OCR scanning with Adobe Acrobat Pro DC.

  • August 24, 2018
  • 2 replies
  • 6748 views

I have been using the Acrobat for about 15 years.  Since I moved to using Acrobat DC Pro,  I have problems with OCR.   Material that I expect just normally will be OCR scanned is not.  I do work with a lot of old newspaper files that are available in PDF or that are downloaded in JPG that I turn into PDF.   I am used to using the acrobat and making these files available to simply copy into Word or notepad, with the usual minor corrections of the OCR one expects with the Acrobat.   

Howeverm,  this does NOT seem to work with the Acrobat Pro.  Right now I am working with a newspaper page and only a small portion of it works, if you click on edit  document, or go to the edit document tool.  The rest of the text is seen by the Acrobat as an image file.

If I am going to continue my work as I have done it for years, then I either need to find out how to do OCR on text PDFs as I did for years with the Acrobat DC Pro, or I need to find another program to do OCR on text PDFS. 

\

Help

Tony T\

West Palm, Beach Florida

This topic has been closed for replies.

2 replies

Lovekesh Garg
Adobe Employee
Adobe Employee
August 27, 2018

It might be because of the PDF you are using is already partially OCRed.

Please try Tools> Enhance scan> Recognize text> In this file> Settings

Select "Searchable Image Exact" option and click Recognize text button.

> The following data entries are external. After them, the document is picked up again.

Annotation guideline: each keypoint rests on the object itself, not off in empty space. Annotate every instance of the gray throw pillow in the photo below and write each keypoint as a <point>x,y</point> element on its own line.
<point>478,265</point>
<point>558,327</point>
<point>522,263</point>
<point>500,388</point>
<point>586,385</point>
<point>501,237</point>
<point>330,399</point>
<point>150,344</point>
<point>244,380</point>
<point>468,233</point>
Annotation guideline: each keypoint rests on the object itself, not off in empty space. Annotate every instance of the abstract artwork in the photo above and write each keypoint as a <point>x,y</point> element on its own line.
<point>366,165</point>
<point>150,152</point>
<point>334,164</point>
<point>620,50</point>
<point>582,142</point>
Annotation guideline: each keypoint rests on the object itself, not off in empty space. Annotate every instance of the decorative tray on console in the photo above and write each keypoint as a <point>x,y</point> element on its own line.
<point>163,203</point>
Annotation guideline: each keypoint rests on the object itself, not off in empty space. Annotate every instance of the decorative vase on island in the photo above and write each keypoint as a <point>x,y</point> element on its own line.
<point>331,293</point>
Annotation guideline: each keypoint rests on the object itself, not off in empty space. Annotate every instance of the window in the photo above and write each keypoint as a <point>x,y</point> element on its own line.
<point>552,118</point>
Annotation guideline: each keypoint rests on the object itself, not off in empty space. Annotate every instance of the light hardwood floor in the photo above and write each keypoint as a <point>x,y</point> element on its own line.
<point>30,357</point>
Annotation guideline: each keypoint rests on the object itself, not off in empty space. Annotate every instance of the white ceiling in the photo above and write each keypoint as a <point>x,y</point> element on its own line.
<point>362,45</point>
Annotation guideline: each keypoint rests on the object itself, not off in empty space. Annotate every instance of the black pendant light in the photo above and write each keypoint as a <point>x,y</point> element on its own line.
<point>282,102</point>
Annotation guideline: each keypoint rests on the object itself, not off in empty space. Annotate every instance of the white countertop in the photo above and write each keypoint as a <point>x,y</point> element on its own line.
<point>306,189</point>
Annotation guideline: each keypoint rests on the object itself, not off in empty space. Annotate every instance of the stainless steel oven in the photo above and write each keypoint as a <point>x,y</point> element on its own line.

If issue still not resolved, please share some information

- Acrobat version you are using

- OS details

- Sample files having issues(How to share a file using Adobe Document Cloud)

Thanks.

Participant
August 27, 2018

First of all I am working with Windows 10 m Acrobat DC Pro 2018.011

Yes a portion of it works well, but the rest of it was treated only as an

image file.

I OCRed article I wanted by uploading the PDF to my google drive, and

opening the PDF with Google Docs and the article was OCRed as good or as

bad as I expect with scanned newspaper from the 1940s..

I will try to go through the steps you advocate shouldI run into this

problem again since I do a lot of research in newspaper databases

Thank you

Tony

On Mon, Aug 27, 2018 at 6:09 AM Lovekesh Garg <forums_noreply@adobe.com>

gary_sc
Community Expert
Community Expert
August 25, 2018

HI Tony,

I'm not all that sure what's taking place because there "should" not be problems or issues with Acro-DC Pro doing OCR-ing on images (jpeg, or tif). As such, there either is a problem with one of your settings, your procedure, or a conflict with the way you have your system set up.

But obviously you're having a problem, so let's see if we can figure out what the problem is.

First off, where are you getting these images? Are you making them yourself? Do you download them? Where are they from?

Also, you talk about a "newspaper page." Does that mean you're working with an entire page from a newspaper? That means there are many different stories, ads, images, etc. Are these the same kind of documents you were working with before with previous versions of Acrobat? Can you share one of these pages?

A lot of folks think that when they take an image and turn it into a PDF, that their job is done not realizing that if an image is OCR-ed, it is a much more robust document than just an image PDF. So does it make a difference if you downloaded a PDF-image or if you scan the newspaper yourself into a PDF?

Lastly, just to make sure I understand all that you have, are you on a PC or a Mac, what is the OS, and what release (version) number of Acrobat are you using?

I hope I can help you.